Does that seem a little familiar? I helped you out a little above by highlighting the key word - "divided." In other words, they are giving you the math that makes the Blair Witch the most profitable movie, not the math that makes Avatar the most profitable. When division is used in calculations like these, keeping the denominator low is the key to ranking on top. That's why you see all the public schools ranking at the top. Like Avatar, people may have made more money at colleges that cost more.

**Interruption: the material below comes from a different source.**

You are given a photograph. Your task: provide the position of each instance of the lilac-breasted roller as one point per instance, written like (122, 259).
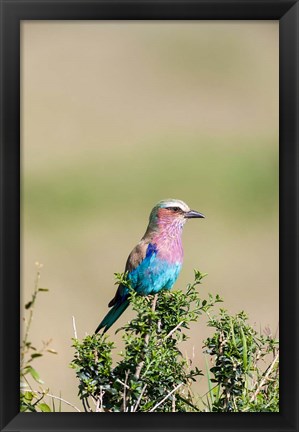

Here are a few other things details that may sway these numbers:

  • The source of the information is from PayScale, a site that generally covers a broad middle class range. Are people who are unemployed reporting to the site? Are CEOs entering their salaries to the site? Is it more likely that a graduate from University of Florida (to pick a top ranking school) is unemployed than one from Harvard? Which is more likely to be a CEO?
  • The methodology uses two sample years instead of a more comprehensive salary history. The tuition and fees are paid only for the 4 years that one attends the college. The salary earned is typically for around 40 years. To put this in perspective, in 1996, four years of Princeton cost $50,000 more than four years of University of Georgia. In just year 15 salary, the Princeton graduate earned around 45,000 more than the University of Georgia graduate. What about years 16, 18, 20, etc... This is where the Smart Money (pun intended) should go with the Avatar method.
  • Public school costs more now. As the article mentioned, "Private tuition has increased 70 percent since 2001, to an average of more than $27,000 annually, according to the College Board; public tuition more than doubled over the same stretch." This tells me that the cost of the public schools from 1996 are not relevant to today. They were a good deal then, but many of the top schools on the Smart Money list have tripled their costs since 1996, while Princeton has an 80% increase in that time. None of the private schools on the list had tripled their costs from 1996 to 2009. Mathematically, it looks like the schools at the top of the Smart Money list, made it because they were bargains - not necessarily because they still are bargains.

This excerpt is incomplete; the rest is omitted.